The Senses of Plants/Die Sinne der Pflanzen: Was denkt eigentlich die Entengrütze?

Senses of Plants
María Castellanos & Alberto Valverde, Beyond Human Perception, 2020, Foto: María Castellanos & Alberto Valverde, Courtesy the artists
Preview > Esslingen > Villa Merkel
15. April 2024
Text: Lea Lotterer

The Senses of Plants / Die Sinne der Pflanzen.
Städtische Galerie Villa Merkel, Pulverwiesen 25, Esslingen.
Dienstag, Mittwoch, Samstag und Sonntag 11.00 bis 18.00 Uhr, Donnerstag und Freitag 12.00 bis 20.00 Uhr.
Bis 2. Juni 2024.
www.villa-merkel.de

Senses of Plants
Patricia Domínguez, Matrix Vegetal, 2021/2022, Videostill, Courtesy the artist
Senses of Plants
Špela Petrič, PL'AI, 2020, Installationsansicht, Foto: Hana Josič, Courtesy the artist

Die thematische Gruppenschau „The Senses of Plants / Die Sinne der Pflanzen“ in der Esslinger Villa Merkel lädt dazu ein, unseren anthropozentrischen Standpunkt zu verlassen und – eine der großen Herausforderungen unserer Zeit – eine neue Perspektive einzunehmen: die unserer pflanzlichen Mitlebewesen. Die Ausstellung präsentiert zeitgenössische Positionen von 14 internationalen Künstler:innen, welche zur Sensibilität im Umgang mit scheinbar objekthaften, stummen Organismen wie Pflanzen aufrufen und die Möglichkeiten von Gefährt:innenschaft mit Pflanzen neu auszuloten versuchen. Die Arbeiten, bei denen es sich überwiegend um Installationen handelt, stellen zur Debatte, welche Konsequenzen sich aus den neuen Forschungen, dem Wissen um das Sinnesvermögen von Pflanzen, für unser Denken und Handeln als Menschen im Zusammenleben mit Pflanzen ableiten.

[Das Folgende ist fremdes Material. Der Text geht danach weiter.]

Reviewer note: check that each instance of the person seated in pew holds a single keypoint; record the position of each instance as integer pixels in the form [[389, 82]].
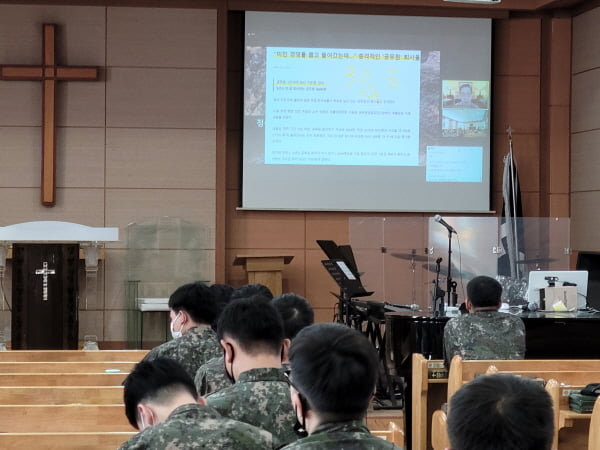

Ist es richtig, den Tisch mit Schnittblumen zu schmücken? Sollten wir unseren halbvertrockneten Zimmerpflanzen vielleicht doch mehr Zuwendung schenken? Wenn Pflanzen über Intelligenz, Gedächtnis und die Fähigkeit zur Kommunikation verfügen, unterscheidet sich eine vegane Lebensweise dann noch so sehr von einer omnivoren? Ganz gleich wie die Antworten auf diese Fragen ausfallen, feststeht, dass wir Menschen in existenzieller Abhängigkeit zur Pflanzenwelt leben. Sie sind uns Sauerstofferzeuger und Nahrungsspender.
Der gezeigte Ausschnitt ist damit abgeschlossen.